NVBots was represented by their co-founder and CTO, Forrest Pieper and Areth Foster-Webster, who migrated their system to docker. The company started off in their college dorm with a 3D printer that the founders fought over who had access to it. What resulted was an iterative approach until we have their NVPro™ 3D Printer that they demo’d.
The 3D machine is designed for schools at the moment, where students can submit jobs to the printer, a teacher can approve or deny the requests and the printer will provide a webcam view of each build before it removes the final product from the build plate and processes the next model in the queue!
Where be Docker?
One of the issues the team faced was how to get the machines, which were scattered across different schools, to update.
In comes resin.io – the devops for the Internet of Things!
Areth explained how this simple to implement service was exactly what the team was searching for and introduced them to Docker. Docker allowed the team to develop on their local machines, checking in to their own repo as they went. Finally when they were happy with a version they would push the code and Dockerfile to a specific group’s repo on resin.io.
A tag relates the git repo to the the docker file, and all the instances of the docker file with the tag are displayed under that tag on resin.io.
So a checkin would behave similar to a checkin to Heroku – tests would automatically run and the Docker image would be built. Once it was built, it would being a rolling update of all the instances that are in that tagged group. This is automatic and there is no manual intervention required – the resin.io agent manages the update behind the scenes!

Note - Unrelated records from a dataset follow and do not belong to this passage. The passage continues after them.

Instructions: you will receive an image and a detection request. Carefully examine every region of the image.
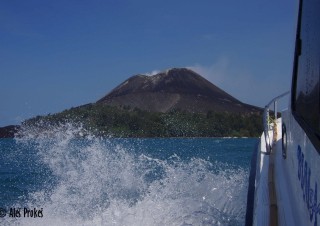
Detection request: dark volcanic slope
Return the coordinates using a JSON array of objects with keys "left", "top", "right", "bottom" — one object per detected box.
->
[{"left": 98, "top": 68, "right": 261, "bottom": 113}]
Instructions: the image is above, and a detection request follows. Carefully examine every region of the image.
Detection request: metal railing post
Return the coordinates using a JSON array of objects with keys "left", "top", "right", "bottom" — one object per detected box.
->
[{"left": 263, "top": 91, "right": 289, "bottom": 154}]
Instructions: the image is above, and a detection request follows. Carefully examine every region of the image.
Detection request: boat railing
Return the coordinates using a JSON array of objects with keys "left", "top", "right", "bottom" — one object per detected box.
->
[{"left": 263, "top": 91, "right": 290, "bottom": 154}]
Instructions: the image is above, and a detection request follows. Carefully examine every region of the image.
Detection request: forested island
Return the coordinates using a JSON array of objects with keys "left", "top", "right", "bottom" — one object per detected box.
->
[{"left": 0, "top": 68, "right": 263, "bottom": 137}]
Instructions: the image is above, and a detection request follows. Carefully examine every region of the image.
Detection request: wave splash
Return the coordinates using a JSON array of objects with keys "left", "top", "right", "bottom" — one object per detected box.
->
[{"left": 8, "top": 124, "right": 248, "bottom": 226}]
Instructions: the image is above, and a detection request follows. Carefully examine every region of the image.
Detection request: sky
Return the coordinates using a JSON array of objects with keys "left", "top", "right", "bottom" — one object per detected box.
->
[{"left": 0, "top": 0, "right": 298, "bottom": 127}]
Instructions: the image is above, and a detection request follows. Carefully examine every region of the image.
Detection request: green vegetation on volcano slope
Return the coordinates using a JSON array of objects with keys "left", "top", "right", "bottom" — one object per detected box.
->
[{"left": 23, "top": 104, "right": 263, "bottom": 137}]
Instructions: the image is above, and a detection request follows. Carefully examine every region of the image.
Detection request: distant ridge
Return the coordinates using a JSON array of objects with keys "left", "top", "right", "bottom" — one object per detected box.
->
[{"left": 97, "top": 68, "right": 262, "bottom": 114}]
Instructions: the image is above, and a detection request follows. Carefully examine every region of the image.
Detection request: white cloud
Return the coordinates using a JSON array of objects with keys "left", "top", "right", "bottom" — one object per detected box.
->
[{"left": 144, "top": 70, "right": 161, "bottom": 76}]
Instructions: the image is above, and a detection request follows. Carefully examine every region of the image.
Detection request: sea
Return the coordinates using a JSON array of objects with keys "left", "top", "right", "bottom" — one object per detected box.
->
[{"left": 0, "top": 125, "right": 258, "bottom": 226}]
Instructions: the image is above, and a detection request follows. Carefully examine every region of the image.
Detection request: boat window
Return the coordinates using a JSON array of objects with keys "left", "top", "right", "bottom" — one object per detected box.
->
[{"left": 292, "top": 1, "right": 320, "bottom": 151}]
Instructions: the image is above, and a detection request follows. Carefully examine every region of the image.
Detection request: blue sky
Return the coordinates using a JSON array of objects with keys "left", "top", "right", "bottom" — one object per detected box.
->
[{"left": 0, "top": 0, "right": 298, "bottom": 126}]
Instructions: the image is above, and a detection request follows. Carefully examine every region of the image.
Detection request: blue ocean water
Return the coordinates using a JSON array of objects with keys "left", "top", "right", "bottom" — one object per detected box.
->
[{"left": 0, "top": 126, "right": 257, "bottom": 226}]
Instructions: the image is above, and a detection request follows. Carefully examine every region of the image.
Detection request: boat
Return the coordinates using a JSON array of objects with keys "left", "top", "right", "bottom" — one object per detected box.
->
[{"left": 246, "top": 0, "right": 320, "bottom": 226}]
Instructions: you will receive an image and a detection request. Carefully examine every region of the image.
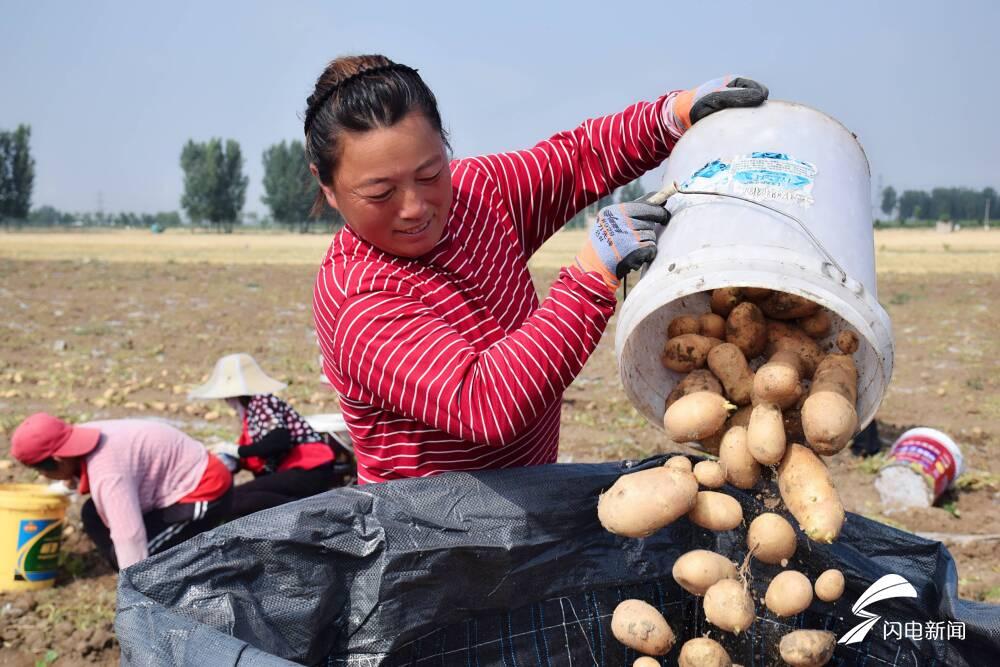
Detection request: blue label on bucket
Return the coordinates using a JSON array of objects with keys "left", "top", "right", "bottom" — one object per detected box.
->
[
  {"left": 14, "top": 519, "right": 62, "bottom": 581},
  {"left": 681, "top": 151, "right": 816, "bottom": 207}
]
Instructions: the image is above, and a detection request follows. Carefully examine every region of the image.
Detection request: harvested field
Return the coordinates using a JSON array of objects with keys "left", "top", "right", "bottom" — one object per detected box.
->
[{"left": 0, "top": 230, "right": 1000, "bottom": 665}]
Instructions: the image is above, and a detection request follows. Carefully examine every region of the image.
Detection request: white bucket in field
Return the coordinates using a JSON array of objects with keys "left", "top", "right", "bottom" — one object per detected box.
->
[{"left": 615, "top": 101, "right": 893, "bottom": 429}]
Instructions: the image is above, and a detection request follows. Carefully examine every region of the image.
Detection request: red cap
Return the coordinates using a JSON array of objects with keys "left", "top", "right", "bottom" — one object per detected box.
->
[{"left": 10, "top": 412, "right": 101, "bottom": 466}]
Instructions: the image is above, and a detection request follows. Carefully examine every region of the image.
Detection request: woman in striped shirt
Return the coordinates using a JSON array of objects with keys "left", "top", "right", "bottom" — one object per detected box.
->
[{"left": 305, "top": 55, "right": 767, "bottom": 483}]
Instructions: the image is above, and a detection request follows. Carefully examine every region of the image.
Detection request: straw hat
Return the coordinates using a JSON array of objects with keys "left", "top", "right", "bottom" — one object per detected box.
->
[{"left": 188, "top": 352, "right": 287, "bottom": 399}]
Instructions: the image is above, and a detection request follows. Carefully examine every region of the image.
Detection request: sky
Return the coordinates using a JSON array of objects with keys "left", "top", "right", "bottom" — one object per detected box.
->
[{"left": 0, "top": 0, "right": 1000, "bottom": 215}]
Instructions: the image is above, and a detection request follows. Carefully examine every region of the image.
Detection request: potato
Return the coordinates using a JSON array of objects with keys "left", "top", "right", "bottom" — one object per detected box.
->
[
  {"left": 799, "top": 308, "right": 833, "bottom": 338},
  {"left": 719, "top": 426, "right": 760, "bottom": 489},
  {"left": 766, "top": 322, "right": 823, "bottom": 378},
  {"left": 709, "top": 287, "right": 743, "bottom": 317},
  {"left": 694, "top": 461, "right": 726, "bottom": 489},
  {"left": 781, "top": 408, "right": 806, "bottom": 442},
  {"left": 802, "top": 391, "right": 858, "bottom": 456},
  {"left": 747, "top": 512, "right": 796, "bottom": 567},
  {"left": 663, "top": 391, "right": 736, "bottom": 442},
  {"left": 708, "top": 344, "right": 754, "bottom": 405},
  {"left": 698, "top": 313, "right": 726, "bottom": 339},
  {"left": 664, "top": 369, "right": 722, "bottom": 409},
  {"left": 764, "top": 570, "right": 812, "bottom": 616},
  {"left": 671, "top": 549, "right": 739, "bottom": 595},
  {"left": 698, "top": 424, "right": 726, "bottom": 456},
  {"left": 597, "top": 466, "right": 698, "bottom": 537},
  {"left": 802, "top": 354, "right": 858, "bottom": 456},
  {"left": 660, "top": 334, "right": 722, "bottom": 373},
  {"left": 809, "top": 354, "right": 858, "bottom": 404},
  {"left": 747, "top": 403, "right": 785, "bottom": 466},
  {"left": 688, "top": 491, "right": 743, "bottom": 531},
  {"left": 778, "top": 444, "right": 844, "bottom": 544},
  {"left": 677, "top": 637, "right": 733, "bottom": 667},
  {"left": 778, "top": 630, "right": 837, "bottom": 667},
  {"left": 760, "top": 292, "right": 819, "bottom": 320},
  {"left": 667, "top": 315, "right": 701, "bottom": 338},
  {"left": 703, "top": 579, "right": 756, "bottom": 634},
  {"left": 728, "top": 405, "right": 753, "bottom": 428},
  {"left": 814, "top": 570, "right": 844, "bottom": 602},
  {"left": 837, "top": 329, "right": 860, "bottom": 354},
  {"left": 663, "top": 456, "right": 693, "bottom": 472},
  {"left": 741, "top": 287, "right": 774, "bottom": 303},
  {"left": 752, "top": 345, "right": 802, "bottom": 410},
  {"left": 611, "top": 600, "right": 676, "bottom": 655},
  {"left": 720, "top": 301, "right": 767, "bottom": 360}
]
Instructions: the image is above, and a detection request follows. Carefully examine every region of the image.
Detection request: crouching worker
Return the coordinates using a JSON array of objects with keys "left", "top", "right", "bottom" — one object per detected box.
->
[
  {"left": 11, "top": 412, "right": 233, "bottom": 569},
  {"left": 188, "top": 354, "right": 335, "bottom": 517}
]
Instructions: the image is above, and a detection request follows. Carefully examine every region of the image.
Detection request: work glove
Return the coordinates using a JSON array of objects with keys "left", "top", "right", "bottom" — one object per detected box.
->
[
  {"left": 208, "top": 442, "right": 240, "bottom": 459},
  {"left": 663, "top": 75, "right": 767, "bottom": 139},
  {"left": 576, "top": 195, "right": 670, "bottom": 291}
]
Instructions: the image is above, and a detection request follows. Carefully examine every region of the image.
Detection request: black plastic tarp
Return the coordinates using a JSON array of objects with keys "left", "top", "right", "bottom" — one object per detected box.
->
[{"left": 116, "top": 456, "right": 1000, "bottom": 667}]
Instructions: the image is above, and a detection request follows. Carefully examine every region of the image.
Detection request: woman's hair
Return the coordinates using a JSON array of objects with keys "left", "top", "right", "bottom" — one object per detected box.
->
[{"left": 304, "top": 55, "right": 450, "bottom": 215}]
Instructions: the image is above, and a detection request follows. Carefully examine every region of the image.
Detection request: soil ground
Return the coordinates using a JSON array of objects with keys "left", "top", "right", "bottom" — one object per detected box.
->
[{"left": 0, "top": 230, "right": 1000, "bottom": 665}]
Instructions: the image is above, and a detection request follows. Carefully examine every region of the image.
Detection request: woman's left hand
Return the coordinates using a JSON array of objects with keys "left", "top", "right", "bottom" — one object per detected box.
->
[
  {"left": 576, "top": 194, "right": 670, "bottom": 290},
  {"left": 663, "top": 75, "right": 768, "bottom": 138}
]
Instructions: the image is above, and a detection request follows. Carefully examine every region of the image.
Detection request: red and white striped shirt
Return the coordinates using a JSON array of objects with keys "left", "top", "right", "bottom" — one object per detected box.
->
[{"left": 313, "top": 95, "right": 674, "bottom": 483}]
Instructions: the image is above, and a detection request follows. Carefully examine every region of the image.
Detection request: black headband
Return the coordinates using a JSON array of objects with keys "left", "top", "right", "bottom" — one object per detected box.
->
[{"left": 305, "top": 63, "right": 418, "bottom": 134}]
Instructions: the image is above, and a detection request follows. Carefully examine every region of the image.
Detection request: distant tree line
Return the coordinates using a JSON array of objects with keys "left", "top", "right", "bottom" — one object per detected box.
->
[
  {"left": 881, "top": 186, "right": 1000, "bottom": 223},
  {"left": 0, "top": 125, "right": 35, "bottom": 226},
  {"left": 0, "top": 120, "right": 1000, "bottom": 232}
]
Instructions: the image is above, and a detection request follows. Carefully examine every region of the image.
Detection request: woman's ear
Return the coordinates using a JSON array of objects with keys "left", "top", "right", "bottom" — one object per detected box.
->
[{"left": 309, "top": 164, "right": 337, "bottom": 208}]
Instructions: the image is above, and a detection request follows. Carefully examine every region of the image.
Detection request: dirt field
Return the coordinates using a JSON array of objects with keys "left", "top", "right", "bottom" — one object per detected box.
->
[{"left": 0, "top": 231, "right": 1000, "bottom": 665}]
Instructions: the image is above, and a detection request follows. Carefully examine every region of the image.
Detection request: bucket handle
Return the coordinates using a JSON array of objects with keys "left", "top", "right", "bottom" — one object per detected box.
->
[{"left": 647, "top": 182, "right": 860, "bottom": 285}]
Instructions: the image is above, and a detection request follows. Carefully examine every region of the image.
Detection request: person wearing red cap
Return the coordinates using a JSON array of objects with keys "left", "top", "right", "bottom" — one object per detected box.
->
[{"left": 11, "top": 412, "right": 233, "bottom": 569}]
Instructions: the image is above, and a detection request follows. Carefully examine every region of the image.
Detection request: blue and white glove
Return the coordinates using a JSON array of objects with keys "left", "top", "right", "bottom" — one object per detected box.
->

Not only does the service provide this graceful rolling update, but it provides numerous other services to interact with the containers – you can access the terminal via the browser, you can see the logs, you can see the GPS location and set environment variables etc.
Two of the big takeaways that the team found was:
– Rebuilding the container was far faster than manually restarting the device
– Testing the container was reduced overall as they did not need to perform tests both locally and on the raspberry pi itself.
Jonas Rosland, who organizes the Docker Boston meetups, stepped up next with a really fascinating topic – how to implement persistent data storage in Docker!
As, well my poor understanding goes, the container is entirely virtual and runs purely in memory. It has no access to the underlying OS file system, so it can’t actually save and reuse files. When you kill your container – you kill it good!
The EMC Code community have come up with REXRay, which is a driver for docker-volume that interfaces with the underlying infrastructures to create volumes that can be stored externally and mounted by the container.
You would first create your volume on say EC2, and then you would use the REXRay driver to mount this to a location within the container. Now the container can use this to persist data. You can bring the container down, start a new container and reconnect to the volume and access the same data!
This alone was very cool, but Jonas wasn’t done. This is a lot of manual setup, and so he introduced us to Mesos – a service that normally runs entire frameworks. Yet with another tool, Marathon, it turns out you can tune it to run applications on Mesos! As Jonas described these services, you “program towards your datacenter”.
With Marathon’s API you can start defining all these setups – have it go out, create the volumes, attach it to the container, health checks, dependencies etc.
Lots of options to start playing with!